I am a second-year master’s student in the Department of Statistical Science at Duke University. Prior to this, I earned my undergraduate degree in Mathematics and Statistics from the University of Science and Technology of China (USTC), where I was admitted through the School of the Gifted Young, a selective four-year program for exceptionally talented students under the age of 16.

During my time at USTC, I served as a teaching assistant for Linear Algebra B1, where I was recognized as one of the top TAs for my dedication to supporting student learning.

Outside of academics, I enjoy creating art, particularly origami (see my artwork).

Selected Publications

SADA Project Figure

SADA: Stability-guided Adaptive Diffusion Acceleration

Ting Jiang*, Yixiao Wang*, Hancheng Ye*, Zishan Shao, Jingwei Sun, Jingyang Zhang, Zekai Chen, Jianyi Zhang, Yiran Chen, Hai Li
ICML 2025

ECCD Project Figure

Enhanced Cyclic Coordinate Descent for Elastic Net GLMs

Yixiao Wang*, Zishan Shao*, Ting Jiang, Aditya Devarakonda
NeurIPS 2025 (Submitted)

ZEUS Project Figure

ZEUS: Zero-shot Efficient Unified Sparsity for Generative Models

Yixiao Wang*, Ting Jiang*, Zishan Shao*, Hancheng Ye, Jingwei Sun, Mingyuan Ma, Jianyi Zhang, Yiran Chen, Hai Li
2025

flashsvd Project Figure

FlashSVD: Memory-Efficient Inference with Streaming for Low-Rank Models

Zishan Shao, Yixiao Wang, Qinsi Wang, Ting Jiang, Zhixu Du, Hancheng Ye, Danyang Zhuo, Yiran Chen, Hai Li
AAAI 2026 (Submitted)

Research Interests

My research interests lie at the intersection of statistical machine learning, deep learning, and generative modeling, with an emphasis on rigorous theoretical foundations, interpretability, and real-world relevance.

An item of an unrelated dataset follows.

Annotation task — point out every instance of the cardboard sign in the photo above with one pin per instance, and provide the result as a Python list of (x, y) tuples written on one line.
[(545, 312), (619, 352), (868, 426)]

I am particularly interested in developing principled frameworks that provide formal guarantees on model behavior while remaining applicable to practical machine learning challenges.

In traditional machine learning, I focus on regression models, modern optimal tree-based methods, and the theoretical underpinnings of their integration. I am also interested in understanding and enhancing the statistical properties of these hybrid approaches. In the domain of deep learning, my work explores generative models and attention-based architectures, aiming to uncover their mathematical structure and provide insights into their generalization, expressivity, and reliability. Ultimately, my goal is to advance machine learning methods that are both theoretically sound and impactful in practice.